Networking

Cellular IoT support and evoluation for the 5G system (SP-18118) is a 3GPP completed work item (WID) for Release 16 as part of the stage 2 work (5G phase 2).

This work focuses on specifying 5GS enhancements to enable cellular IoT functionalities for 5GS capable devices that also support eMTC (WB-EUTRA) or NB-IoT or both.

Functionalities are being specified as per TR 23.724, spanning: 

• Support for infrequent small data transmission.
• Frequent small data communication.
• High-latency communication.
• Power-saving functions.
• Management of enhanced coverage. 
• Overload control for small data.
• Support of the reliable data service.
• Support of common northbound API for EPC-5GC interworking.
• Network parameter configuration API via NEF.
• Monitoring.
• Inter-RAT mobility support to/from NB-IoT.
• Support for expected UE behaviour.
• QoS support for NB-IoT.
• Core network selection and steering for cellular IoT.
• Group message delivery using unicast NDD.
• MSISDN-less MOSMS and interworking with cellular IoT functionalities listed above.

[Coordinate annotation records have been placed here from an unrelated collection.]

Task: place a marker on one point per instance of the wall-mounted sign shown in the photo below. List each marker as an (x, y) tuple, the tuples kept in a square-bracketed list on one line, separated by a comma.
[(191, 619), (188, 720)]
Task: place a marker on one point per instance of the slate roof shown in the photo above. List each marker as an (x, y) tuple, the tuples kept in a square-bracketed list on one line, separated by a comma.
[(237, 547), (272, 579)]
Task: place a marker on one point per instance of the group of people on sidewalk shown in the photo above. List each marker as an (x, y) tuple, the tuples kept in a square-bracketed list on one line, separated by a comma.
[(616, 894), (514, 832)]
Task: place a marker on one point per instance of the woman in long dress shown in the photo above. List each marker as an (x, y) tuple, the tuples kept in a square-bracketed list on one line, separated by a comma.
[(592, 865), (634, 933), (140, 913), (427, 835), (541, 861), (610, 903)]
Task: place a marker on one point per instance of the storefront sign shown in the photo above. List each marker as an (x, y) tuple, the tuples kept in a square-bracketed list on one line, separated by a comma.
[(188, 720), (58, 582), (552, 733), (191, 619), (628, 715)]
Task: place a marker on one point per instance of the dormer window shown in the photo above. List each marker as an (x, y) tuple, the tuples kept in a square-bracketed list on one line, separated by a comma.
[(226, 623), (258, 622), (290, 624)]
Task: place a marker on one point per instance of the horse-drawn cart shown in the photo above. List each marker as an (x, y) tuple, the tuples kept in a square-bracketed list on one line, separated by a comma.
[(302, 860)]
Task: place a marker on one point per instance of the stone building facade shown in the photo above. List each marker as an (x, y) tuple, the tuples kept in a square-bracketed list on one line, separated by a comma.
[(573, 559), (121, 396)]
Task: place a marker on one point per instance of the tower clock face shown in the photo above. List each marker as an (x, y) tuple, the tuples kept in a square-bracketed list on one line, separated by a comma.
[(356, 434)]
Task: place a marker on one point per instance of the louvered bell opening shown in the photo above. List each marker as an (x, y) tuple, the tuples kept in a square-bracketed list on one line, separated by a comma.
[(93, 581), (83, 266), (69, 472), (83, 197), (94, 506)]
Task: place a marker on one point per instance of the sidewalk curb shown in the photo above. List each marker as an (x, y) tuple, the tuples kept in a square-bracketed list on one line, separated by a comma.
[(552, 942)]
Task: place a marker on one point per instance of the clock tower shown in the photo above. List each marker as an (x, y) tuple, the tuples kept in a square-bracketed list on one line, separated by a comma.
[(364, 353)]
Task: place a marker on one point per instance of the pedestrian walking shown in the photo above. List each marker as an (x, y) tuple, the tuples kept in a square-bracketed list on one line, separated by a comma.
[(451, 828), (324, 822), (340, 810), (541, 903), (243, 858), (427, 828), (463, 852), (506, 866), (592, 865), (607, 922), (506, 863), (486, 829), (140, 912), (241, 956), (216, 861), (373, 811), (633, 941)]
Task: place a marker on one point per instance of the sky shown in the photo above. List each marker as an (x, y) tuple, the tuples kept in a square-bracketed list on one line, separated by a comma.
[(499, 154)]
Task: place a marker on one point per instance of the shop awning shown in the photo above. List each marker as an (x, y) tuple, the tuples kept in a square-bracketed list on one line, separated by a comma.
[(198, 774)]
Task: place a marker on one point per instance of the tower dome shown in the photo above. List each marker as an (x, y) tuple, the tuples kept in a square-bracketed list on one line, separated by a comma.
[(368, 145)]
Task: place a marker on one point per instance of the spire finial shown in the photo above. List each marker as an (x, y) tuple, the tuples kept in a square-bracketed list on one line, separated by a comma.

Gap filling: 3GPP Rel-15 focused on specifying 5G system (5GS). This SA2 work fills gaps such as operator deployments of 5GS that need to consolidate CIoT and other services on 5GC, thereby aligning earlier work done on the Nothbound APIs for SCEF-SCS/AS interworking. As such, SP-181118 focuses on solutions capable of providing similar CIoT/MTC related functionality in 5GS. The rapporteur is Qualcomm Inc. (EU-based) with supporting members from EU and global supply-side companies.

Enhancement of Ultra-Reliable Low-latency support in the 5G core (SP-181122) is a 3GPP completed work item (WID) for Release 16 as part of the stage 2 work (5G phase 2) under WG SA2 - architecture.

Its focus is on enhancing the 5G core network defined in TS 23.502 and TS 23.503 based on the study conclusions of FS_5G_URLLC in TR 23.725 to support URLLC services within 5G system.

It is aimed at supporting:

• High-reliability by redundant transmission in user plane.
• Low latency and low jitter during handover procedure.
• QoS monitoring to assist URLLC services. 

Division of E2E PDB (Packet Delay Budget) and automated GBR service reovery.

It also aims to enhance session continuity during UE mobility, including enhancements of coordination between AF (application function) and 5GS, PSA (PDU session anchor) relocation, URLLC (uplink classifier) relocation.

Its overarching goal is to provide data transfer capability with strict performance requirements, e.g. very low latency and high-reliability requirements to fulfil the demands of vertical markets and applications.

Huawei is the rapporteur of this WID with Supporting Individual Members (SIMs) from EU and global supply side companies.

5GS Enhanced Support of Vertical and LAN Services (SP-181120) is a 3GPP completed work item (WID) for Release 16 as part of the stage 2 work (5G phase 2) under WG SA2 - architecture.

The WID specifies enhancements to 5G system based on the conclusions of 3GPP TR 22.734. These enhancements focus on supporting time sensitive communication and non public networks (NPN).

In this respect, it covers:

• Network identification, discovery, selection and access control.
• Access to PLMN services via non public networks and services via PLMN.

It also focuses on improvements in 5G system (5GS) support for 5G LAN service.

Its overarching goal is to support new vertical service requirements for cyber-physical control applications in vertical domains and LAN support in 5G.

The work item rapporteur is Nokia. Supporting Individual Members (SIMs) include EU and global supply side companies with Siemens on the vertical industry side.

The WID was completed in Q2-2019. The expected availability date of Rel-16 is March 2020.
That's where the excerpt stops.